Running ethanol in vehicles not specifically designed for ethanol (non flex-fuel capable, or not designed to run on 20% up to 85% ethanol) will cause faster than normal wear to occur. Ethanol is corrosive and it attacks certain types of metal, plastic, and rubber, degrading them. Vehicles running E10 or E15 (10-15% ethanol, 85-90% gasoline) wear out faster than pure gasoline. Valve train and fuel system components are the most affected items. The amount of damage that occurs varies and is based on the type of materials used to manufacture that vehicle, and how much ethanol is used over its lifetime. This is a fact, of which results of a scientific study was found, and can be read by following this link: https://crcao.org/reports/recentstudies2012/CM-136-09-1B%20Engine%20Durability/CRC%20CM-136-09-1B%20Final%20Report.pdf
Because ethanol has different energy content than gasoline, a different volume of it is required to maintain the same air/fuel ratio as an engine running gasoline. The more ethanol added to gas, the leaner the air/fuel ratio will become due to this fact. If the car running the E10, E15, or higher percentage ethanol content can’t compensate for this leaner air/fuel mixture, the combustion won’t be as complete. This isn’t as much a problem for newer cars, but older cars can’t compensate as easily. Non-computer controlled cars don’t compensate at all! Once the percentage of ethanol reaches 20% and goes higher, even modern cars made in the last couple years can’t compensate. As someone who has repaired many cars with drive-ability/check engine lamp concerns, I can tell you the gasoline companies haven’t perfected their method of maintaining the correct percentage of ethanol content in their gas, at least when it is at the gas station. Finding ethanol content higher than advertised levels labeled on the pump is not that uncommon, especially when purchased at bargain gas stations.

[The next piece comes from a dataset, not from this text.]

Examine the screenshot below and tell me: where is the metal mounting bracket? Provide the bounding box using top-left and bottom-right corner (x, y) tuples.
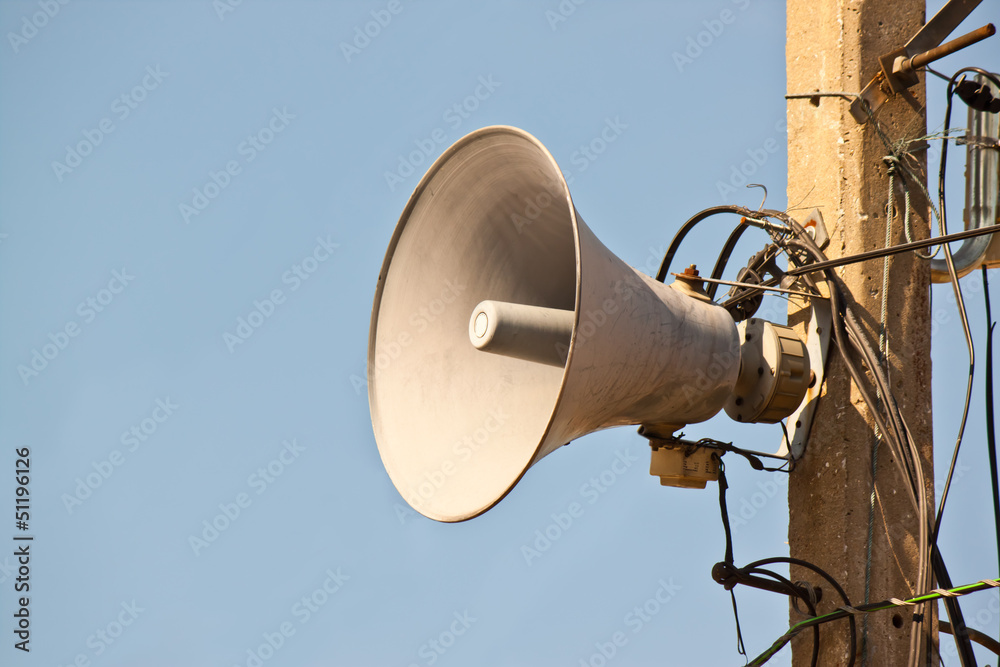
(851, 0), (996, 125)
(776, 281), (832, 461)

To summarize, what we’ve established is you’re just wasting money at the gas pump buying higher octane gas than your car’s manufacturer recommends. Run regular in the family car and premium in the performance car! It’s also best to avoid ethanol in cars not advertised as “flex-fuel”, especially those older than 10 years. Vehicles that are not used for periods of 3 months or longer and vehicles 20 years old & older should especially avoid ethanol if at all possible. It’s my opinion, the powers that be are hoping these older cars will wear out, they’re use will diminish, and they will be replaced by newer cars that are being made to compensate better for ethanol content. That or they’re hoping we’ll all be driving electric cars sooner than later – I hope not!